US embassies in Saudi Arabia, Kuwait and Lebanon said they were closed to the public.
The US State Department ordered the evacuation of non-emergency personnel and family in Kuwait, Bahrain, Iraq, Qatar, Jordan and the United Arab Emirates. And US citizens were urged to leave more than a dozen Middle Eastern countries, though many were stranded because of airspace closures.
The US military has confirmed six deaths of American service members.
Four of the American soldiers killed were identified as Capt. Cody A. Khork, 35, of Winter Haven, Florida; Sgt. 1st Class Noah L. Tietjens, 42, of Bellevue, Nebraska; Sgt. 1st Class Nicole M. Amor, 39, of White Bear Lake, Minnesota; and Sgt, Declan J. Coady, 20, of West Des Moines, lowa, who received a posthumous promotion in rank. They were assigned to the Iowa-based 103rd Sustainment Command.
Ghost town
In Tehran, residents who have not fled remained shut away in their homes for fear of the US-Israeli bombardment.
The Iranian capital is normally home to around 10 million people, but in recent days “there are so few people that you’d think no one ever lived here,” said Samireh, a 33-year-old nurse.
Authorities had previously urged people to leave the city, and police officers, armed security forces and armored vehicles have been stationed at main junctions, carrying out random checks on vehicles.
In the more upmarket north of Tehran, the meowing of cats and chirping of birds replaced the usual din of traffic jams.

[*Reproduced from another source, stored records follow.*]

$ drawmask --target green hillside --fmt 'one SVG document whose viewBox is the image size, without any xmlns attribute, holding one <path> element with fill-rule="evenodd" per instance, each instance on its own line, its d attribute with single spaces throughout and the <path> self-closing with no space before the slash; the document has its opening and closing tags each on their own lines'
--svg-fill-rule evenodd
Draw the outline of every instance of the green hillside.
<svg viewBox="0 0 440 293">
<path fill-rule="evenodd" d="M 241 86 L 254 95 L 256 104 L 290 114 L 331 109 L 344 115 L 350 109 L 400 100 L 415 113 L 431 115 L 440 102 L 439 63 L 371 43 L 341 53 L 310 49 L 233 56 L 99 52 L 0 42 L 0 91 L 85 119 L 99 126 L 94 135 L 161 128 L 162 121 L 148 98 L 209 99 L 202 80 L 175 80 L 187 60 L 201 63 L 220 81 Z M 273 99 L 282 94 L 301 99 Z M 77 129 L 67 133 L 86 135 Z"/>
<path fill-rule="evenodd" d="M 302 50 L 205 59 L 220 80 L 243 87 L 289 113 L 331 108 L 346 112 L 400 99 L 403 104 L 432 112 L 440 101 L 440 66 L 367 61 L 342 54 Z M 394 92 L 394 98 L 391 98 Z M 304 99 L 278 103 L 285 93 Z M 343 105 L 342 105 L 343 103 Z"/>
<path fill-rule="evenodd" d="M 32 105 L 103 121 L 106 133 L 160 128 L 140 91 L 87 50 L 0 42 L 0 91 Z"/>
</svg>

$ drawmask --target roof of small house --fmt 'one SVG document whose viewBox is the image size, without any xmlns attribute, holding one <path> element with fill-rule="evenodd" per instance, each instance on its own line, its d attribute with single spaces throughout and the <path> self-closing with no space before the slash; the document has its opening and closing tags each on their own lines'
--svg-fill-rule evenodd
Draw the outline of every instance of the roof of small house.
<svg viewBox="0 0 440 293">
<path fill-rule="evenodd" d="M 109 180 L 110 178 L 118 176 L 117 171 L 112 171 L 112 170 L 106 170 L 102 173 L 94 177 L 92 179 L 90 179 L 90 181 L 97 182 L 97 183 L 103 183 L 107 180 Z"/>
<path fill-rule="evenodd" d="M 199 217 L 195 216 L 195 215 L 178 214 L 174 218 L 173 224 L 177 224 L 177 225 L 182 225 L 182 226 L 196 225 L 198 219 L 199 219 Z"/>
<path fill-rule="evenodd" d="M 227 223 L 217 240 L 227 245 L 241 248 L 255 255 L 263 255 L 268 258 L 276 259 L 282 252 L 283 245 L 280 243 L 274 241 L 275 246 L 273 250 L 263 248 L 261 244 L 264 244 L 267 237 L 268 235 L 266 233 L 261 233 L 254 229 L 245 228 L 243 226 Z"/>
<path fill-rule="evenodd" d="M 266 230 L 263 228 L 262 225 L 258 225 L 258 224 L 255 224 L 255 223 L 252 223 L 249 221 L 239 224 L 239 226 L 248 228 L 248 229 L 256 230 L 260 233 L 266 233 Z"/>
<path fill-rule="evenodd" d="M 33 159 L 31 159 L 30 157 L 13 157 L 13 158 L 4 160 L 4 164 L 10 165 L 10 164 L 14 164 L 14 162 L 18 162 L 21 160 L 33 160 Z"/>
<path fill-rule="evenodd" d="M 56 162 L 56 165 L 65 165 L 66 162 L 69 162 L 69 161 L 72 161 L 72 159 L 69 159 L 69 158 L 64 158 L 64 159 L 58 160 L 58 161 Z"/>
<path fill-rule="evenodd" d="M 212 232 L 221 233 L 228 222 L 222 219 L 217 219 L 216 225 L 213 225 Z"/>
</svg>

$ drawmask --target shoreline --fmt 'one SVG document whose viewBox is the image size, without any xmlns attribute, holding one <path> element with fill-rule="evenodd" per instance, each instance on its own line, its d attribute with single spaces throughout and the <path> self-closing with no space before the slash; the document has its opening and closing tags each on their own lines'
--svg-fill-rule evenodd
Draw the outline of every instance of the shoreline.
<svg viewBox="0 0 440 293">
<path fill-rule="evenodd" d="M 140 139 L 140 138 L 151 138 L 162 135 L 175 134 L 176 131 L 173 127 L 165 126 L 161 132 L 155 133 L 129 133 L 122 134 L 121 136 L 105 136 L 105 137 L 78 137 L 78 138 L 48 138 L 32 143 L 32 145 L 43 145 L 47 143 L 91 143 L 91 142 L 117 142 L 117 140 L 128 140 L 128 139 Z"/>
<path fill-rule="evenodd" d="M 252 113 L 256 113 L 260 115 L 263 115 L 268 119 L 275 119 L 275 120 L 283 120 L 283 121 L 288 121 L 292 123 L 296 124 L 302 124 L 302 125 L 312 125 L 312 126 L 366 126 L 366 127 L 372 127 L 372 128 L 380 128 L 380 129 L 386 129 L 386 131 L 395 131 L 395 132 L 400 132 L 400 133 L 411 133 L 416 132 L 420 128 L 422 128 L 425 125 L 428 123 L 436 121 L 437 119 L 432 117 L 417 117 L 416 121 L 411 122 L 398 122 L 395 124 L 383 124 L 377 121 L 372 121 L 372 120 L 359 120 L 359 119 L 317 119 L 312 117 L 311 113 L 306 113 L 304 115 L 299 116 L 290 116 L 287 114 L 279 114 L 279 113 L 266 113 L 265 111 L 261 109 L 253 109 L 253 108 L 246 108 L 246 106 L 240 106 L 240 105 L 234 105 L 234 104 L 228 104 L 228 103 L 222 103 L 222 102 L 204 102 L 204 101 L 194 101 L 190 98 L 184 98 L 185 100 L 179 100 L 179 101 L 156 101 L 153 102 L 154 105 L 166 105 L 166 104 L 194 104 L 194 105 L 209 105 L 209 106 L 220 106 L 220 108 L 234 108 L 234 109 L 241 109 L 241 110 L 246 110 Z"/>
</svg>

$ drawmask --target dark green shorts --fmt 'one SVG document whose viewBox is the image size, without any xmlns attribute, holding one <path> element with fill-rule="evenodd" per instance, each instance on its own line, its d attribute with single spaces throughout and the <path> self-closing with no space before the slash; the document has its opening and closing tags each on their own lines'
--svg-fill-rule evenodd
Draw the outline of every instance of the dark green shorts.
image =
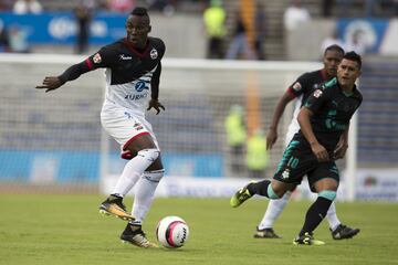
<svg viewBox="0 0 398 265">
<path fill-rule="evenodd" d="M 331 178 L 339 182 L 339 173 L 335 161 L 318 162 L 307 145 L 292 140 L 283 152 L 277 165 L 274 179 L 284 183 L 300 184 L 307 176 L 312 191 L 316 181 Z"/>
</svg>

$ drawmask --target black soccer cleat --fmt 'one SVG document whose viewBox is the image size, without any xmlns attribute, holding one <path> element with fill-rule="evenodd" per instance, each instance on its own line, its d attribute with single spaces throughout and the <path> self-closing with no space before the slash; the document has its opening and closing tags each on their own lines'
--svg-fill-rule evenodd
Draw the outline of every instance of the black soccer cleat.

Iranian authorities said a strike on a school in the city of Minab on the first day of the war killed more than 150 people.
Drone downed near Baghdad airport
In Baghdad, a drone was shot down on Wednesday near Baghdad’s international airport, a day after a similar attack on the facility, two security sources told AFP.
“A drone was downed near Baghdad airport, with no casualties or material damage reported,” an Iraqi security source said. Another security source in Baghdad confirmed the incident.
The airport includes a military base that hosts a US diplomatic facility and previously housed US-led coalition troops.